In the above code, we're constructing a Google search query URL, sending an HTTP request with browser-like headers, and then parsing the HTML to extract organic search results. Each result includes the title, URL, and snippet text, which can help you identify list-type content for further crawling.

Crawling Challenges

It's worth noting that directly crawling search engines can be challenging due to very strong anti-bot measures. For production applications, you may need to consider more sophisticated techniques to avoid blocks and for that see our blocking bypass introduction tutorial.

Scrapfly can easily bypass all SERP blocking measures and return AI extracted data for any SERP page using AI Web Scraping API.

To wrap up - let's move on to some frequently asked questions about list crawling.

FAQ

Below are quick answers to common questions about list crawling techniques and best practices:

What is the difference between list crawling and general web scraping?

List crawling focuses on extracting structured data from lists, such as paginated content, infinite scrolls, and tables. General web scraping targets various elements across different pages, while list crawling requires specific techniques for handling pagination, scroll events, and nested structures.

How do I handle rate limiting when crawling large lists?

Use adaptive delays (1-3 seconds) and increase them if you get 429 errors. Implement exponential backoff for failed requests and rotate proxies to distribute traffic. A request queuing system helps maintain a steady and sustainable request rate.

How can I extract structured data from deeply nested lists?

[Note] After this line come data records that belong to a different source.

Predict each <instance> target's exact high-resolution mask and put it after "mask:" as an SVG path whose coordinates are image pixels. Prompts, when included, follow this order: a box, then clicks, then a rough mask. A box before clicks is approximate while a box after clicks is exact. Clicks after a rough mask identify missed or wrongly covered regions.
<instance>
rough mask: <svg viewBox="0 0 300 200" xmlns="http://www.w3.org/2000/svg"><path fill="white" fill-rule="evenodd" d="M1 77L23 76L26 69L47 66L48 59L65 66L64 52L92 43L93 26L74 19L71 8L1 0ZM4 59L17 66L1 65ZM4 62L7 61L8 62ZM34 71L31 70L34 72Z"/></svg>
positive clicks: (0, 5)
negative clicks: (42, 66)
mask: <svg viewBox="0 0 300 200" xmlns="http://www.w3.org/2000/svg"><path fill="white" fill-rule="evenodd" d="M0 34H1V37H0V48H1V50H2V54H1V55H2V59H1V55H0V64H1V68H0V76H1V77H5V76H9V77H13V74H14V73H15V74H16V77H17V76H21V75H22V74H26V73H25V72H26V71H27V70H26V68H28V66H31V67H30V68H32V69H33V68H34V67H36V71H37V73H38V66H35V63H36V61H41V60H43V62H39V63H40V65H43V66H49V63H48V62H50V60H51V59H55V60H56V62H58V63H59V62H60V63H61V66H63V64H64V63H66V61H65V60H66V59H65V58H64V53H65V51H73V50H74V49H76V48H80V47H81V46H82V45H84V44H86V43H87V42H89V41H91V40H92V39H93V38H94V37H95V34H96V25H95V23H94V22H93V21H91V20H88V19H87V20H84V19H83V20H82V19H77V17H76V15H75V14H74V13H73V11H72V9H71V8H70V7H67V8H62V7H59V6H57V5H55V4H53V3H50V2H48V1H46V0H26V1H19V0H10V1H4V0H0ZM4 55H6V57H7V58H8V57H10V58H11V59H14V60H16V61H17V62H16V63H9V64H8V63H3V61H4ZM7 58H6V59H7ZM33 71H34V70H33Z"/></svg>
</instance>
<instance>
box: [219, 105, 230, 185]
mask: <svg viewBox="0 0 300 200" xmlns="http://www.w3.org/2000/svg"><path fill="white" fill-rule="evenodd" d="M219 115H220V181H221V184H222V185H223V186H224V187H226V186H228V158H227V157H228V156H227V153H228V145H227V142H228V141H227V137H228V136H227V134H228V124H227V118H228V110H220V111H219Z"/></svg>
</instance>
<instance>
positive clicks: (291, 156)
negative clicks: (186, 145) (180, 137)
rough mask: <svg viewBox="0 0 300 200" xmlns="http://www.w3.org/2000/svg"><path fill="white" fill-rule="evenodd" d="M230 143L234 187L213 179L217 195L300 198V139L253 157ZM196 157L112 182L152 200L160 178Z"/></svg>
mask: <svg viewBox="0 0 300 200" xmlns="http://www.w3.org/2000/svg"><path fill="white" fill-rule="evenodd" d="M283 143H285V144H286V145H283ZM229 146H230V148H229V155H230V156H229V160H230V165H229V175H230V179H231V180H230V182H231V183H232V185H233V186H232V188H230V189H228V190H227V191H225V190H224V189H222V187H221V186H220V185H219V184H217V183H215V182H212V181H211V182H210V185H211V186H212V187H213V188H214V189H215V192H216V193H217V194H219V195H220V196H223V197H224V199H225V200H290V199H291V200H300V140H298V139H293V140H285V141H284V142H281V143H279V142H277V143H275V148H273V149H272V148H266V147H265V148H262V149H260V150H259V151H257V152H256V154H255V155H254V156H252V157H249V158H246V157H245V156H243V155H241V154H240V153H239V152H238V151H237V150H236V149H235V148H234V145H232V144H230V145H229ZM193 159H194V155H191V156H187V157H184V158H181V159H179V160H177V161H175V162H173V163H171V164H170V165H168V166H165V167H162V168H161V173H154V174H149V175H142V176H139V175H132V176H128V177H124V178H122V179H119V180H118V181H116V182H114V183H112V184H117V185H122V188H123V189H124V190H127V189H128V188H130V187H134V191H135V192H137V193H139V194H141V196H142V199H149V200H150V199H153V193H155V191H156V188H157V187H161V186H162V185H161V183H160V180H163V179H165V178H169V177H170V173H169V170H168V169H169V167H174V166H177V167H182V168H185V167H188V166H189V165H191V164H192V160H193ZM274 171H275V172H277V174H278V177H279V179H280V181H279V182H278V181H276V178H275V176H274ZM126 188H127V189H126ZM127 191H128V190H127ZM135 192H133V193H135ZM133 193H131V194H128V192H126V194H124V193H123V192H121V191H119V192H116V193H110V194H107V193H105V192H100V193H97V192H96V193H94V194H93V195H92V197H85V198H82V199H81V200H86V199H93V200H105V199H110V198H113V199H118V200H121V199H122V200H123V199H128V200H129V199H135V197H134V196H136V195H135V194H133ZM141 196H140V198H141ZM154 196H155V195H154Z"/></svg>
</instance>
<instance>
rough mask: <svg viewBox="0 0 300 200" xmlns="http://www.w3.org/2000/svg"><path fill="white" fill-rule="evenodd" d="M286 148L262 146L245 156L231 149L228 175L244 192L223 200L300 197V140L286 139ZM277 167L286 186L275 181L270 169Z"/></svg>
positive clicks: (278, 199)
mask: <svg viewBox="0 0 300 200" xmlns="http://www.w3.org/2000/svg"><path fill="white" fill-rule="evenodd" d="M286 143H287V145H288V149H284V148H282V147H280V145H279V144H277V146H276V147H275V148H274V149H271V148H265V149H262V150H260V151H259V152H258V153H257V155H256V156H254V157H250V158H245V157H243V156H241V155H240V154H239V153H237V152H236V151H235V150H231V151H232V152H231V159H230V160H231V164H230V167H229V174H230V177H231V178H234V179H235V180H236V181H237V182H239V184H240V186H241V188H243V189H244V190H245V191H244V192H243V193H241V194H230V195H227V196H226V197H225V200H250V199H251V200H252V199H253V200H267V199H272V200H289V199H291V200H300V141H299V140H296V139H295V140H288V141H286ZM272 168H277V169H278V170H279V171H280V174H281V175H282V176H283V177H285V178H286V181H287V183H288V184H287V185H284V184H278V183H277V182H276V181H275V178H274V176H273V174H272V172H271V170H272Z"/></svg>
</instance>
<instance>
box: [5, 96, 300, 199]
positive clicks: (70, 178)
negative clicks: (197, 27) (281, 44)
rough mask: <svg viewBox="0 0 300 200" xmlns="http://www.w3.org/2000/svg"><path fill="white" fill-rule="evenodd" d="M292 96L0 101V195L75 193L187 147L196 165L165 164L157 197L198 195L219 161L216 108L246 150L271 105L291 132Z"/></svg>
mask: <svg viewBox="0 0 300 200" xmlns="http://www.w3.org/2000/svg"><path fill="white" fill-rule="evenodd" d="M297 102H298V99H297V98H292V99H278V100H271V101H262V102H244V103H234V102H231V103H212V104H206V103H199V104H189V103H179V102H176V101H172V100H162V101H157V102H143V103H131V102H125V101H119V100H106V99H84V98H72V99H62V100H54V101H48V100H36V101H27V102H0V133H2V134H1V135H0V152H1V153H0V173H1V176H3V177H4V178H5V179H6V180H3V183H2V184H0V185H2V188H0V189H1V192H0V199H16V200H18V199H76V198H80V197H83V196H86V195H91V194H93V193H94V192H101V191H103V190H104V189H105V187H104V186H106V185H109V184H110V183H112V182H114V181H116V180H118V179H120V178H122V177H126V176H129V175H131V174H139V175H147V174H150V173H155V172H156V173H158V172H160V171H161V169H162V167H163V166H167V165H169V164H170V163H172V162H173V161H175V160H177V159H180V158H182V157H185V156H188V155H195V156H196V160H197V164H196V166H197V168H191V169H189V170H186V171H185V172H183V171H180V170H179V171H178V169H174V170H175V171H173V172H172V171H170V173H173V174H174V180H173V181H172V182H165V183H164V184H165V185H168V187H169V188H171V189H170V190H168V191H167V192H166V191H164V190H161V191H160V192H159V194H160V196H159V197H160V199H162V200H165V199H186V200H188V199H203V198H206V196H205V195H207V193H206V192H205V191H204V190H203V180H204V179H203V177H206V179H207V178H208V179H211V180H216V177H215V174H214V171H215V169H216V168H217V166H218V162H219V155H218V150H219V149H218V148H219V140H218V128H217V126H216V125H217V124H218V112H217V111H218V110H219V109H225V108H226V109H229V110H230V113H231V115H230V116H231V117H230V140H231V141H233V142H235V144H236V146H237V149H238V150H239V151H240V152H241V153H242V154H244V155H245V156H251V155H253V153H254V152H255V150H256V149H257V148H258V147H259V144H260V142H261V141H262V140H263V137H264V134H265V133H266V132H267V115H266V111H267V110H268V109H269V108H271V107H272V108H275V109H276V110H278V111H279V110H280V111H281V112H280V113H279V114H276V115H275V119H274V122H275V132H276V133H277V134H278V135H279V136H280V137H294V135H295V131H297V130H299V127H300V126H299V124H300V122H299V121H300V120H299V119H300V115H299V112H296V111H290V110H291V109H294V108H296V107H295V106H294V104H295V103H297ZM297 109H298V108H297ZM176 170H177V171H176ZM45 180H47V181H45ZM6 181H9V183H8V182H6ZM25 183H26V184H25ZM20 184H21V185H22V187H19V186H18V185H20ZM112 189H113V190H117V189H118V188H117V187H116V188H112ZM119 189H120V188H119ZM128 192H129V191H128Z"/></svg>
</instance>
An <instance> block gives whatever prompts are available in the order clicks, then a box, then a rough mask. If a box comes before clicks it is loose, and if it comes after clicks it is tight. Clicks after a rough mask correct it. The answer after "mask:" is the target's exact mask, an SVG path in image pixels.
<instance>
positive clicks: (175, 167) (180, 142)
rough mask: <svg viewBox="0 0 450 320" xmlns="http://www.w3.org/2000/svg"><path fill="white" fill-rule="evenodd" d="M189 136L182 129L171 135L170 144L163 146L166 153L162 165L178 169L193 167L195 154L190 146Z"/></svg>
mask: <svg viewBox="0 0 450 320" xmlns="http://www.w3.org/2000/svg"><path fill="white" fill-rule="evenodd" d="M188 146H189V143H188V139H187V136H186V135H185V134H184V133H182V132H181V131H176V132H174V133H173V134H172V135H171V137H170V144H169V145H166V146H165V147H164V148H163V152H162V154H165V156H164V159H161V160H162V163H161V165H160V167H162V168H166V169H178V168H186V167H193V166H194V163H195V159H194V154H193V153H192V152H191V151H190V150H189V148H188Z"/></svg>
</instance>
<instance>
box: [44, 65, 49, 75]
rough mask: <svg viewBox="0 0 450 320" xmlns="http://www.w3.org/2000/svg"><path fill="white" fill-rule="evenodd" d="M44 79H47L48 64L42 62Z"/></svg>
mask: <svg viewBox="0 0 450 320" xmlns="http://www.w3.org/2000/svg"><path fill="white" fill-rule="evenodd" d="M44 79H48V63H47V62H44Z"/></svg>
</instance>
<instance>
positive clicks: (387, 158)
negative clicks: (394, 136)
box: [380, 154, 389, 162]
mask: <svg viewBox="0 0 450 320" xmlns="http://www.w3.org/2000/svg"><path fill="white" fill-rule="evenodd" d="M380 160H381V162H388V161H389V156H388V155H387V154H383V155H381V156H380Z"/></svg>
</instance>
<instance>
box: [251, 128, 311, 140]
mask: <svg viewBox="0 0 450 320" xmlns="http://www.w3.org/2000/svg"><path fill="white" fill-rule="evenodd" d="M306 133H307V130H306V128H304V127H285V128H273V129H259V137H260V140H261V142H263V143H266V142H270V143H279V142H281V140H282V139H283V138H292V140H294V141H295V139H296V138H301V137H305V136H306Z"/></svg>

Identify nesting patterns using developer tools. Use a recursive function to process items and their children while preserving relationships. CSS selectors, XPath, and depth-first traversal help extract data while maintaining hierarchy.

Summary

List crawling is essential for extracting structured data from the web's many list formats. From product catalogs and social feeds to nested articles and data tables, each list type requires a tailored approach.

This guide has covered:

  • Setting up basic crawlers with Python libraries like BeautifulSoup and requests
  • Handling paginated lists that split content across multiple pages
  • Tackling endless scroll lists with headless browsers
  • Extracting structured data from article-based lists
  • Processing tabular data for row-column relationships
  • Crawling search engine results to discover more list content

The techniques demonstrated here from HTTP requests for static content to browser automation for dynamic pages provide powerful tools for transforming unstructured web data into valuable, actionable insights.